I have two guest spots booked at the professional comedy clubs in Saskatoon and Regina in the next couple of months. The stage in Saskatoon I have been on four times. Twice were average and the last two times were a learning experience to say the least. The show in Saskatoon in mid-February will undoubtedly for sure be piss-your-pants nerve wracking, nervous and scary for me. The shows at this pro club here in town have added significance to me and that much more pressure. It’s a completely different crowd than one that comes to a bar for an open mic. Even though things are slowly starting to see some improvement (like the crowd work, being spontaneous with the crowd) it’s still intimidating.

Frank Sinatra once said in an interview that before he heads on stage, the moments before the curtain rises, he wonders if he still has it, if it will still be there in the first few notes. Shit, when I get on stage I sometimes wonder if it will be there at all!

It’s scary, although fear can be a good thing. But the fear of fucking it up has held me in bondage so much at times, I am not able to properly harness that fear and use it to my advantage to do a good job.
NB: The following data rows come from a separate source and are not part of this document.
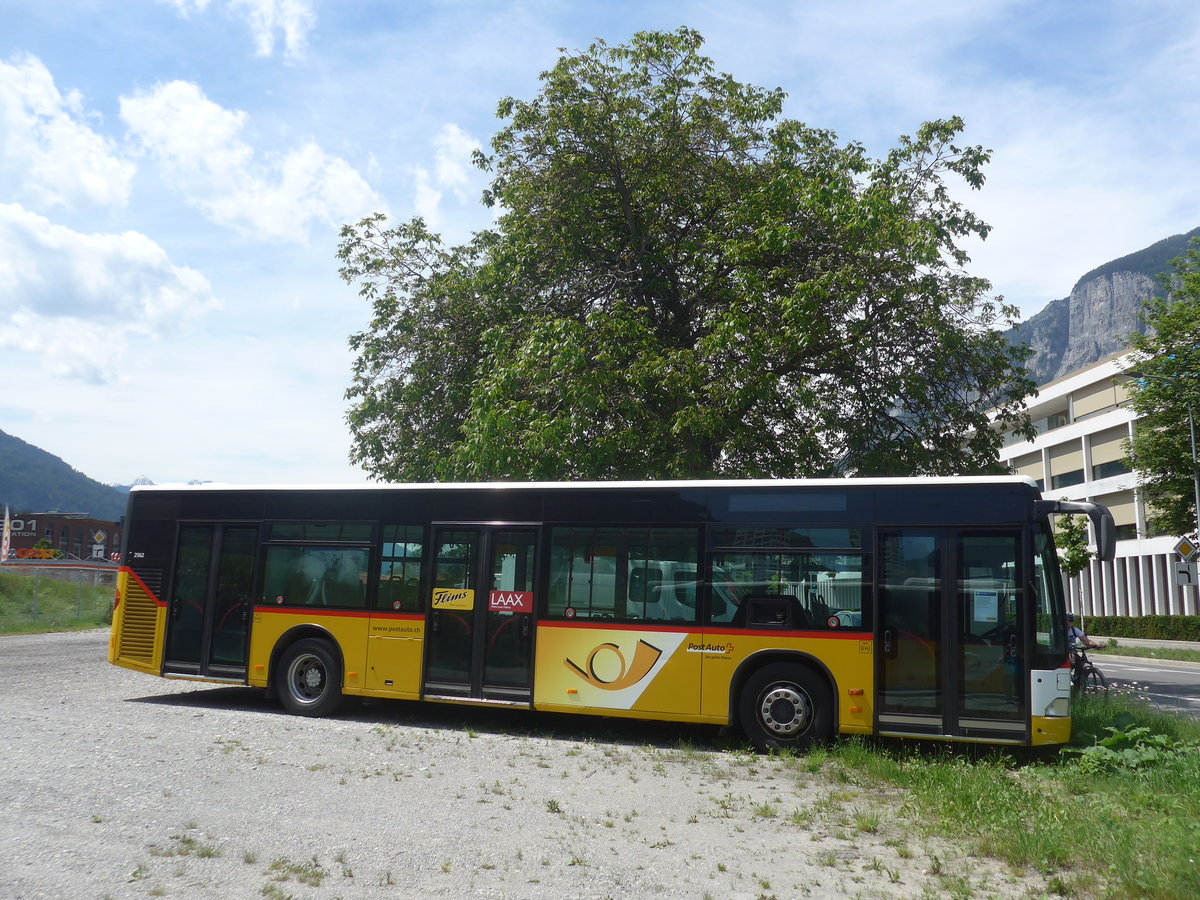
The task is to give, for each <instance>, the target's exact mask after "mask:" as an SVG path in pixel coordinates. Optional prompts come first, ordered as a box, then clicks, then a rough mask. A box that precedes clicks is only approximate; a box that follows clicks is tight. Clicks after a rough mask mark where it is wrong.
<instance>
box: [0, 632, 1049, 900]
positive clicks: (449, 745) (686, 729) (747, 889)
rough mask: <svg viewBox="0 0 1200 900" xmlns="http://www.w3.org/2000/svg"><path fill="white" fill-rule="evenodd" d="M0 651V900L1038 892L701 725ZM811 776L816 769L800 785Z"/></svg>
mask: <svg viewBox="0 0 1200 900" xmlns="http://www.w3.org/2000/svg"><path fill="white" fill-rule="evenodd" d="M106 641H107V635H104V634H102V632H84V634H71V635H43V636H14V637H0V683H2V684H4V685H5V690H4V692H2V695H0V724H2V725H0V760H2V763H0V856H2V858H4V859H5V860H6V864H5V866H4V869H2V870H0V896H4V898H12V899H13V900H17V899H32V898H53V899H54V900H60V899H61V898H96V899H97V900H98V899H100V898H150V896H168V898H170V896H174V898H220V899H221V900H228V899H230V898H264V896H265V898H277V899H282V898H288V896H292V898H296V900H300V899H301V898H330V899H332V898H424V896H450V898H461V896H476V898H554V899H556V900H557V899H558V898H644V896H664V898H714V900H725V899H726V898H746V899H749V900H754V899H756V898H763V899H767V898H780V899H782V898H793V896H797V898H799V896H815V898H824V896H829V898H834V896H836V898H842V896H851V898H852V896H863V898H911V896H960V898H966V896H977V898H985V896H1000V898H1022V896H1031V895H1032V896H1037V895H1040V894H1042V893H1043V892H1044V890H1045V884H1044V881H1043V880H1042V878H1040V877H1038V876H1033V875H1027V874H1021V875H1016V874H1013V872H1010V871H1008V870H1007V869H1006V868H1004V866H1003V865H1001V864H998V863H995V862H994V860H980V859H966V860H964V859H960V858H959V854H958V853H956V852H955V851H954V850H953V848H952V847H948V846H946V845H944V844H940V842H931V841H929V840H928V839H925V838H923V836H922V835H920V830H919V828H918V827H917V823H916V822H914V821H912V820H911V818H908V817H906V816H907V812H906V809H905V806H904V804H902V802H901V797H900V796H899V794H896V793H894V792H889V793H882V792H875V791H871V790H868V788H864V787H862V786H854V785H850V784H845V782H842V781H839V780H838V779H836V778H835V776H833V775H830V774H829V773H827V772H823V770H820V769H821V767H820V764H818V760H803V758H802V760H779V758H766V757H761V756H756V755H752V754H748V752H743V751H728V750H725V749H721V742H719V740H718V739H716V737H715V734H714V732H713V731H712V730H706V728H677V727H674V728H673V727H666V726H652V725H642V724H636V722H613V721H608V720H593V719H583V718H576V716H570V718H568V716H546V715H535V714H523V713H517V714H512V713H493V712H491V710H474V709H463V708H454V707H436V706H432V704H425V706H420V704H401V703H374V704H370V706H356V707H354V708H353V709H349V710H348V712H346V713H343V714H341V715H338V716H337V718H335V719H328V720H307V719H296V718H292V716H287V715H284V714H282V712H281V710H280V709H278V708H277V707H276V706H275V704H272V703H270V702H268V701H265V700H263V697H262V695H260V694H258V692H257V691H253V690H248V689H236V688H234V689H230V688H217V686H214V685H204V684H191V683H186V682H167V680H161V679H155V678H149V677H145V676H139V674H136V673H133V672H127V671H124V670H119V668H115V667H112V666H109V665H108V664H107V662H104V660H103V655H104V647H106ZM812 769H817V772H812Z"/></svg>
The only thing that I need at my show in mid-February is the most important person in the world to be sitting near the front of the stage, or at least close enough where I can see them. I don’t know what it’s like to feel like a success on stage yet, or maybe that one moment happened so long ago I forgot what it feels like. It’s going to be scary, and I sure as hell cannot do it alone. At the same time, even though failure is a good teacher I have failed more often than not over these last four years. It’s time for me to start to justify the faith and confidence that people have in me to deliver the goods. Not to be awesome, just to do a decent job. I hate being comfortable being uncomfortable. It’s time to step up my game and be better for the one person in the audience that matters more than anyone else.